Ponchivisión
- Country: Mexico
- Broadcast area: Mexico
- Headquarters: Mexico City

Programming
- Language: Spanish
- Picture format: 480i (SDTV)

Ownership
- Owner: Alquimia Producciones
- Key people: Andrés Bustamante

History
- Launched: November 19, 2001; 24 years ago
- Closed: June 30, 2003; 22 years ago

= Ponchivisión =

Ponchivisión was a Mexican cable television channel created by comedian Andrés Bustamante. The channel launched in 2001 on Cablevisión and had a brief phase on Sky. Its programming mostly consisted of original content made for the channel, as well as syndicated sitcom reruns.

==History==
Ponchivisión was announced on November 14, 2001 as an independent channel under the control of Andrés Bustamante. Its launch on Cablevisión was confirmed in the inaugural meeting by the cable company's director Pablo Vásquez. Although the channel was owned by Alquimia Producciones, commercial control was up to Televisa Networks, who planned to launch the channel nationwide on other cable companies. Broadcasts began on November 19, with Bustamante impersonating president Vicente Fox in the opening ceremony. Within a few months on air, Cablevisión's Pablo Vázquez assessed that the channel was promising so far and that the growth of its audience was constant.
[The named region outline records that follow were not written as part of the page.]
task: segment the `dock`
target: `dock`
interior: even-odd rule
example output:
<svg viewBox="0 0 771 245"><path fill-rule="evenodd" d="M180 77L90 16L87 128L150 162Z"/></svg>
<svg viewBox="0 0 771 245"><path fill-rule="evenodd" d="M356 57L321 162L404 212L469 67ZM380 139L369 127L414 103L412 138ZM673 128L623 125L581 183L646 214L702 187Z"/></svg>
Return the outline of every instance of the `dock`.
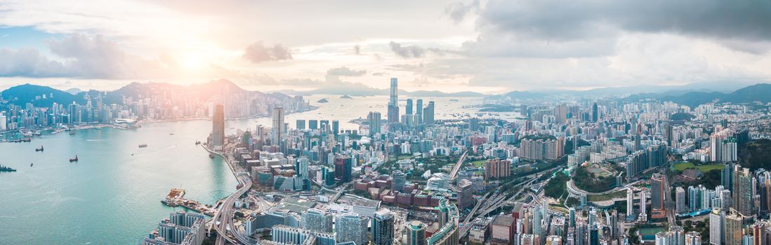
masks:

On September 30, 2002, Ponchivisión launched on Sky México, but was removed on May 15, 2003, after that, on June 9, 2003, it left Cablevisión, with the producer behind the channel not announcing its closure to the general public, but due to the fact that it closed by means of mutual agreement between both parties as well as its declining ratings.
It was replaced by the channel of the stars, delayed by 2 hours

==Programming==
The channel opened with a high amount of original programming, especially during primetime. Leading the launch line-up was Ponchichou, presented by Bustamante in-character as Ponchito, shown four times a week from 9-9:30pm (with a repeat at 11:30pm-12am and highlights of the week on Saturdays at 9pm), La Poncharia with Andrés Bustamente and Trino Camacho on Fridays at 9pm, La risa muda every day at 7pm, followed at 7:30pm by La TV de ayer, featuring archived footage of routines from characters and comedians such as El loco Valdéz and Mauricio Garcés and La licuadora at 8pm. The channel ran on a five-hour wheel, which was repeated four times (with adjustments) to form a 24-hour schedule.